Man accused of harassing former Miss Hall's students ruled incompetent to stand trial
PITTSFIELD -- A Pittsfield man accused of harassing former Miss Hall's School students and teachers by sending them letters and making repeated calls to their homes, had all charges dismissed against him after a court appointed psychologist determined he was incompetent to stand trial and not fit to be committed to a psychiatric hospital.
Judge Paul Vrabel threw out the charges against the defendant, Damon Fleischer, in a decision this week that was publicly documented on Friday in Central Berkshire District Court.
Fleischer, 51, was admitted to Worcester Recovery Center last July for 19 days after he was charged with multiple counts of harassment for his repeated calls to the school and former students, as well as sending letters. Dr. Elizabeth White Henrikson, a neuropsychologist at Worcester Recovery Center, determined that he was not competent to stand trial.
Last week, the court's forensic service psychologist, Deane Zarvis, testified in court that Fleischer was "not competent to stand trial" and that he suffered from mental illness due to a brain injury. Fleischer, a former student at the school when it allowed males, suffered the injury in a motorcycle accident in 1982. Zarvis said that Fleischer was not competent "around this issue" regarding Miss Hall's School students and teachers but was competent in other issues.
Vrabel asked Zarvis if Fleischer's fixation on the students from the school would go away. "I don't know," Zarvis replied.
Vrabel asked prosecutors why they didn't obtain an independent expert to dispute the assessments by Zarvis and Henrikson.
Vrabel said he couldn't commit Fleischer to further hospital detention without an outside expert opinion. "Why haven't you hired an expert?" Vrabel said to Berkshire Assistant District Attorney Daniel Hespeler. "In my opinion, if somebody's dangerous, you move quickly," he said.
"We're not fighting competency," Hespeler said. He said Vrabel could rule on whether Fleischer was dangerous and commit him based on being dangerous. A competency hearing was required first, before a decision on dangerousness could be made, he said.
"I have no doubt about his dangerousness," Vrabel said.
However, in his opinion in which he dismissed the charges, Vrabel said he legally could not admit Fleischer or allow him to stand trial based on the testimony of the doctors.
Hespeler said that Fleischer was delusional, contacting former female students from Miss Hall's School Class of 2006 and their parents repeatedly. According to the criminal complaint, Fleischer had also contacted the school numerous times, trying to obtain a 2006 school yearbook. He also contacted two music teachers.
According to the criminal complaint, Fleischer had reached out to former students who live as far away as California and had worried them due to the information he knew about them, including the colleges they attended, their addresses and phone numbers. In one of the letters, Fleischer wrote extensively in detail about his own personal life and relationships.
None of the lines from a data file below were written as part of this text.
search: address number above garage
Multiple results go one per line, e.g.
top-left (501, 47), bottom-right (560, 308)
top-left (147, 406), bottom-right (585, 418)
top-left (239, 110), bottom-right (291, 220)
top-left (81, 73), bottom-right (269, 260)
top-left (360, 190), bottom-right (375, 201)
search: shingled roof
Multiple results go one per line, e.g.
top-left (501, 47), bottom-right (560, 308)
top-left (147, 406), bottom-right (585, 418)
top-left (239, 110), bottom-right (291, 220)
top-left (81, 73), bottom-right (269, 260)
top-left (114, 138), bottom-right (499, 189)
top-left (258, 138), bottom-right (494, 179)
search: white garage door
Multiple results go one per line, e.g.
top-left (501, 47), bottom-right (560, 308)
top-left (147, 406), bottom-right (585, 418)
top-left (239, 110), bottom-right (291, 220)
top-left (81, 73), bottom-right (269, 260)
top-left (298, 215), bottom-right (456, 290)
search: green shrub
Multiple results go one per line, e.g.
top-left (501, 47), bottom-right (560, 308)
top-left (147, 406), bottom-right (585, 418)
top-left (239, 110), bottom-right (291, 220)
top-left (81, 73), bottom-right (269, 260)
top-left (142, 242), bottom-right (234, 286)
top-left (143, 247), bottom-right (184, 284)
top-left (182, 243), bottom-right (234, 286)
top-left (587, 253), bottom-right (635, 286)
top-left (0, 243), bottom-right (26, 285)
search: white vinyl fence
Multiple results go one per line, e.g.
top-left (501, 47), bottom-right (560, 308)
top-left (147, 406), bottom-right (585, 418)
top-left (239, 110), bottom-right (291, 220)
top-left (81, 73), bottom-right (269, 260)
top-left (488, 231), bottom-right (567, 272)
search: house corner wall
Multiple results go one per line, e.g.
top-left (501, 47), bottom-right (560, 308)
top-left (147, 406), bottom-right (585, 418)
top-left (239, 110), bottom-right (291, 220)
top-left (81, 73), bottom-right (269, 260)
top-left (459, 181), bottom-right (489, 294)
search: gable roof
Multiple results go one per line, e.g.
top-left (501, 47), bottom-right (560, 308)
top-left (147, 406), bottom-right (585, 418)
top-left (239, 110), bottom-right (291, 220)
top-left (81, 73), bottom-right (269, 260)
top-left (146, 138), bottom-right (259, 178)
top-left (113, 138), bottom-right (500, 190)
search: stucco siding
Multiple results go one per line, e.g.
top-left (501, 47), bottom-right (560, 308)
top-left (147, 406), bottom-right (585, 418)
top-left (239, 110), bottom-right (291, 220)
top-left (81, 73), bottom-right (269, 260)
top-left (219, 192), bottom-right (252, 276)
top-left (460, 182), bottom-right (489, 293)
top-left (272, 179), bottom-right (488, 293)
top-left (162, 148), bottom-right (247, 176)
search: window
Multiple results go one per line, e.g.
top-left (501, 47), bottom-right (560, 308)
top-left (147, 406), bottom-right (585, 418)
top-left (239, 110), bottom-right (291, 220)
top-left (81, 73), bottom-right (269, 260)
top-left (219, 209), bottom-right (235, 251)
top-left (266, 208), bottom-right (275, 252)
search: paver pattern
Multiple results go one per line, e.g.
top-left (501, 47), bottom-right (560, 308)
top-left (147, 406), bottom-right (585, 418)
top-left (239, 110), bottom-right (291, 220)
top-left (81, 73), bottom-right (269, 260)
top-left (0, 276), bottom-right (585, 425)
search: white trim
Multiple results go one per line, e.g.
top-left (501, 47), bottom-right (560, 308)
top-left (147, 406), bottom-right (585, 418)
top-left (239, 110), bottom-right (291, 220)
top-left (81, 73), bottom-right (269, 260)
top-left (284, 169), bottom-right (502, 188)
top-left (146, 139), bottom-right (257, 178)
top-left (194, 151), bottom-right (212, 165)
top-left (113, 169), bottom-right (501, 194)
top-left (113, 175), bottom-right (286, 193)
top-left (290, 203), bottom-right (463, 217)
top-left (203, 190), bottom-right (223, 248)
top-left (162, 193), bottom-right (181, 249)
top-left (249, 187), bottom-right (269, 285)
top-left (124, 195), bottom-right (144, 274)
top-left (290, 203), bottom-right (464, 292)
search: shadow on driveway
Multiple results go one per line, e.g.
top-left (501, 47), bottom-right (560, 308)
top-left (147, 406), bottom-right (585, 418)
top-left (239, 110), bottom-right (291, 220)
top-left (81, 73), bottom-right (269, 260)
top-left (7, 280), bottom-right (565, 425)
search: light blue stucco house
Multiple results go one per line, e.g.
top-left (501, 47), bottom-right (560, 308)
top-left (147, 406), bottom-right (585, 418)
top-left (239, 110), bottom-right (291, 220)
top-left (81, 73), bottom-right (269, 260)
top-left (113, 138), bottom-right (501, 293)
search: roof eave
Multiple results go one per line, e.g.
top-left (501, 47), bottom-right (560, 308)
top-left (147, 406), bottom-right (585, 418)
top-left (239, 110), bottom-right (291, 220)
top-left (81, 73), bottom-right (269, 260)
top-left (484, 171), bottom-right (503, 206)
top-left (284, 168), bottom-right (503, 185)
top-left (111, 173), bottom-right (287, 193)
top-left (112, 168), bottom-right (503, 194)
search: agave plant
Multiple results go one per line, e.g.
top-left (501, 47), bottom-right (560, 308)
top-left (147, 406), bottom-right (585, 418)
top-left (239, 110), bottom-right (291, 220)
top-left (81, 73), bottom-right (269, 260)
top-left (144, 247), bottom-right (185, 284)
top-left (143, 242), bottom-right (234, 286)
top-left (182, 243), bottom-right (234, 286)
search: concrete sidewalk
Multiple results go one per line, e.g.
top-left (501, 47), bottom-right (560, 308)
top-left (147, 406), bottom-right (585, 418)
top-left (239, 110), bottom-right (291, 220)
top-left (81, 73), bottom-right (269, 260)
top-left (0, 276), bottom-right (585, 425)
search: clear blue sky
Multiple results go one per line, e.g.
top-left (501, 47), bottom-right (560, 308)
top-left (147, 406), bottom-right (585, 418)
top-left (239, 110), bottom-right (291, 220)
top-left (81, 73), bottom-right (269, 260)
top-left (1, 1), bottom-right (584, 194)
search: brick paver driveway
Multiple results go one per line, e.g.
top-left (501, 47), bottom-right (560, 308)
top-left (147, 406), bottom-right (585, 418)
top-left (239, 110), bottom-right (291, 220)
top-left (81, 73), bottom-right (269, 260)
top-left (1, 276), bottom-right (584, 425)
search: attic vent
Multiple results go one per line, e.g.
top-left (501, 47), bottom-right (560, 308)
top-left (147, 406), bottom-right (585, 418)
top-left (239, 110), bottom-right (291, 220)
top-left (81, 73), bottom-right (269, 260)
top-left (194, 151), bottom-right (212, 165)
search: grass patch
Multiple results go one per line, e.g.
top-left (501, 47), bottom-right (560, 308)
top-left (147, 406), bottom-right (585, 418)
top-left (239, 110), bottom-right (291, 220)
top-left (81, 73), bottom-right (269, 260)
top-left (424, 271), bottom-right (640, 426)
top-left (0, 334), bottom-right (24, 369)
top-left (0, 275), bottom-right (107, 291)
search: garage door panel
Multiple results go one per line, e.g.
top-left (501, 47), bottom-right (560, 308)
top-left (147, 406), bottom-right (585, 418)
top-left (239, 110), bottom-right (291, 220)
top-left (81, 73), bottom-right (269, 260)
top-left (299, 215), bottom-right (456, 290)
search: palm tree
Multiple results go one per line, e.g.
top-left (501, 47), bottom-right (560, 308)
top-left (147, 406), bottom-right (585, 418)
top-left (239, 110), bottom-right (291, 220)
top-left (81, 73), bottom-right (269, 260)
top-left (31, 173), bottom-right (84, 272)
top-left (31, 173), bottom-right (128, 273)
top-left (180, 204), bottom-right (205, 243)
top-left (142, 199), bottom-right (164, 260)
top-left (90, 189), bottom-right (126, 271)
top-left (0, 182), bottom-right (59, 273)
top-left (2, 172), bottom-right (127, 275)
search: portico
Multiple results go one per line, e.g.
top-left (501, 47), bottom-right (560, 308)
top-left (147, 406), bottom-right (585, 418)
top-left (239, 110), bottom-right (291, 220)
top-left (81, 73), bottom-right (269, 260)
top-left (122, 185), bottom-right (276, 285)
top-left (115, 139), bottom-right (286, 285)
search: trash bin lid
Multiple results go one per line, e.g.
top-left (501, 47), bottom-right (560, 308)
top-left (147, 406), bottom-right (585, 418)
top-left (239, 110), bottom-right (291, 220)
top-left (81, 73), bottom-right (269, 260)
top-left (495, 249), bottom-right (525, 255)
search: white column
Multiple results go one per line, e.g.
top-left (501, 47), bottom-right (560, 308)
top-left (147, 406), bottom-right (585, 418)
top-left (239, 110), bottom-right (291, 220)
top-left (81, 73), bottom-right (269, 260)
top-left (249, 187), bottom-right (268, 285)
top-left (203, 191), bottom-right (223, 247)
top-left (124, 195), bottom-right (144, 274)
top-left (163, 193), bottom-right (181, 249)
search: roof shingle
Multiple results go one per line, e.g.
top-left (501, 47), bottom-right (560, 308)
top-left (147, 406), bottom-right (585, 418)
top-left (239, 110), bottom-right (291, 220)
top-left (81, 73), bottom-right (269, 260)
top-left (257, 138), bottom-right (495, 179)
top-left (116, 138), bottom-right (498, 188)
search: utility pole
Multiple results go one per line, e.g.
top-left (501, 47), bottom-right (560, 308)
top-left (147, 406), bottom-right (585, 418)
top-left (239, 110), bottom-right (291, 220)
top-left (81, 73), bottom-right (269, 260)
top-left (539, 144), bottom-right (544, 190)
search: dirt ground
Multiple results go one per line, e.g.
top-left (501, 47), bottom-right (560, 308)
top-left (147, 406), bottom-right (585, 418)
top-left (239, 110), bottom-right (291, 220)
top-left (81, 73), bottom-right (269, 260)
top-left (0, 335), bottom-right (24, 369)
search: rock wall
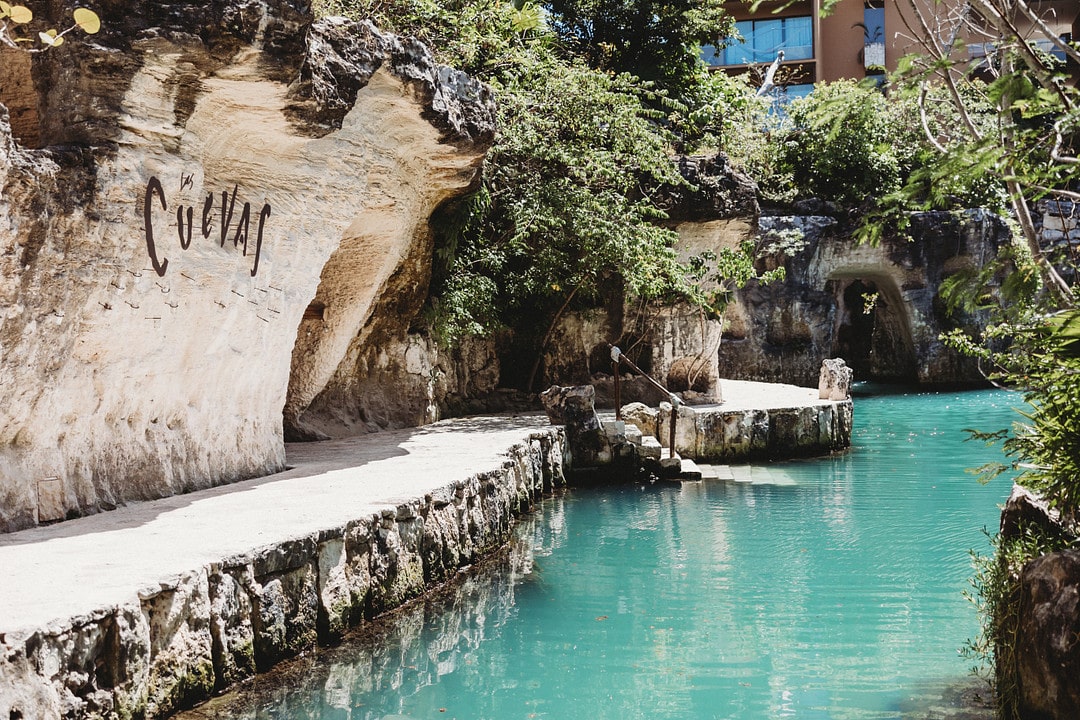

In his ruling, Vrabel stated that "the commonwealth's petition is not supported by any evidence from a qualified examiner that the defendant meets the legal requirements for involuntary commitment." Both Henrikson and Zarvis do not believe Fleischer should be involuntarily committed, Vrabel stated. "Without the opinion of a qualified examiner that the defendant meets the criteria for involuntary commitment," Vrabel stated that he can't consider the motion as "a matter of law."
Further, due to Fleischer's traumatic brain injuries, he will never be competent to stand trial, Vrabel ruled.
Fleischer was represented by attorney David Cafarelli. "I think it was the right thing to do," Cafarelli said about the decision.
A message left at Miss Hall's School was not returned.